Dopo aver dimostrato l’incontinenza delle vene, viene iniettato un farmaco sclerosante o molecole con azione simile e destinate a chiudere questi vasi diventati incontinenti.
Il tempo richiesto dall’intervento non supera i 45 minuti e può essere erogato in regime di day hospital, anche se ha tutte le caratteristiche per essere proposta in regime ambulatoriale protetto.
Dopo 6 settimane la paziente viene in genere invitata ad effettuare il controllo eco-color-Doppler o l’ecografia transvaginale, a seconda dello specialista da cui è stata inizialmente visitata.

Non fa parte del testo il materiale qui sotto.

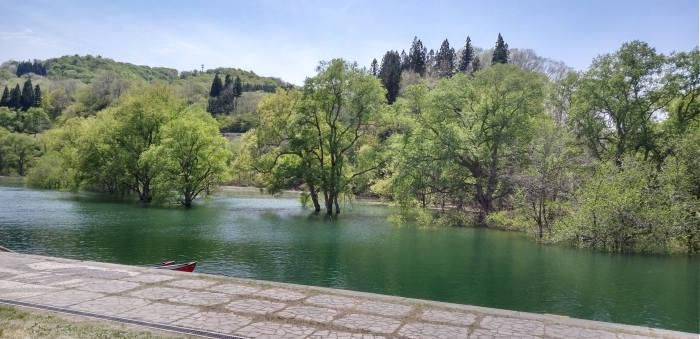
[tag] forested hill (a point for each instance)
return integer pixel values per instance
(88, 67)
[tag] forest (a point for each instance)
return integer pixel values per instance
(606, 158)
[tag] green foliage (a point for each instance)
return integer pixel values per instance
(192, 157)
(18, 151)
(444, 60)
(466, 57)
(150, 143)
(416, 57)
(390, 74)
(500, 53)
(321, 138)
(88, 67)
(626, 208)
(482, 126)
(617, 100)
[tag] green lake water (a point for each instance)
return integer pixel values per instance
(275, 239)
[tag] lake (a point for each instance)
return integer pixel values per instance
(267, 238)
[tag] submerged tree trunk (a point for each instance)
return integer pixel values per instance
(314, 198)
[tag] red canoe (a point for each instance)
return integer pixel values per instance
(171, 265)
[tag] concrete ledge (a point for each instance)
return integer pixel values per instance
(254, 308)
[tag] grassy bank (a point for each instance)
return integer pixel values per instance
(20, 323)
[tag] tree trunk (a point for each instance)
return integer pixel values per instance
(314, 198)
(337, 206)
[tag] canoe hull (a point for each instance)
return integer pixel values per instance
(186, 267)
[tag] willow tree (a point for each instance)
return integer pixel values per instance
(483, 124)
(192, 155)
(618, 100)
(339, 107)
(127, 131)
(278, 151)
(323, 137)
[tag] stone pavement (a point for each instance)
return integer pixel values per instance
(258, 309)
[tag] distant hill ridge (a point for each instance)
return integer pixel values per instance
(85, 68)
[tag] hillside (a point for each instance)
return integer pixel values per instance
(88, 67)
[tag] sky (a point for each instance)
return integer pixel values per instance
(287, 39)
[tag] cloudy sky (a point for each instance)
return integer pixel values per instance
(287, 38)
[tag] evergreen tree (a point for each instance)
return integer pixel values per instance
(5, 100)
(416, 56)
(216, 86)
(237, 92)
(500, 53)
(430, 62)
(237, 87)
(37, 96)
(476, 64)
(27, 99)
(404, 60)
(390, 74)
(15, 97)
(444, 60)
(374, 67)
(467, 56)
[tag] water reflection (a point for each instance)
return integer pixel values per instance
(274, 239)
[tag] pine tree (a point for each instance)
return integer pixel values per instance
(404, 60)
(237, 92)
(467, 56)
(216, 86)
(500, 53)
(27, 99)
(416, 56)
(374, 67)
(15, 97)
(37, 96)
(390, 74)
(444, 60)
(5, 100)
(430, 62)
(237, 87)
(476, 64)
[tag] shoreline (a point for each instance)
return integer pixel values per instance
(201, 301)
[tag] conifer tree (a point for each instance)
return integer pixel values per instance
(15, 97)
(476, 64)
(390, 74)
(430, 62)
(27, 99)
(444, 60)
(5, 100)
(237, 87)
(467, 56)
(374, 67)
(216, 86)
(416, 56)
(237, 91)
(404, 60)
(37, 96)
(500, 53)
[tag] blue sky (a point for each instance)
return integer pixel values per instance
(288, 38)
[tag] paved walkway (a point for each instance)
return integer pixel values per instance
(257, 309)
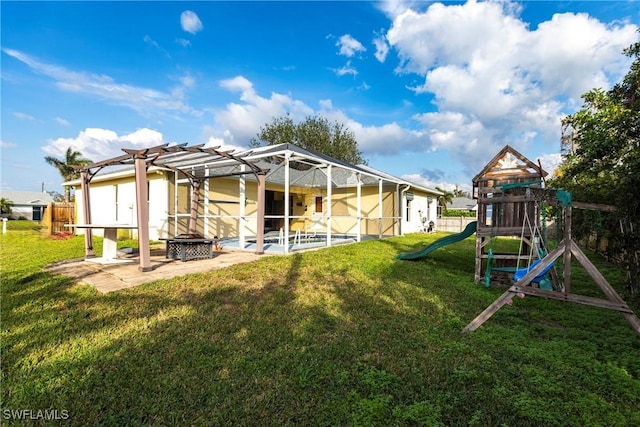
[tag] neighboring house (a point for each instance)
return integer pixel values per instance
(26, 204)
(324, 195)
(463, 204)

Con la dovuta concentrazione nella fase di puntura iniziale e nella tecnica di embolizzazione, le complicazioni sono molto rare.
Si ringrazia il dott. Stefano Pieri dell’Ospedale San Camillo Forlanini di Roma, medico chirurgo e docente in “Tecniche di Radiologia Medica per Immagini e Radioterapia”, per la preziosa collaborazione.
Autore
Dr. Roberto Gindro
laureato in Farmacia, PhD.Laurea in Farmacia con lode, PhD in Scienza delle sostanze bioattive.
Fondatore del sito, si occupa ad oggi della supervisione editoriale e scientifica.
Durante un’ecografia tranvaginale mi hanno diagnosticato un varicocele pelvico, cosa devo fare?
Il ginecologo suggerirà probabilmente di approfondire con un ulteriore esame (ecocolordoppler pelvico e transvaginale), dopodichè in base ai sintomi di valuterà il trattamento più adeguato.
La presenza di varici nelle gambe può predisporre allo sviluppo di varicocele?
Alcuni autori hanno effettivamente rilevato che in donne con varicocele pelvico si scopre una storia clinica di varici agli arti inferiori.
L’ecografia è pericolosa? Emette radiazioni?
La valutazione ecografica si basa sull’utilizzo di ultrasuoni, generalmente considerati assolutamente innocui.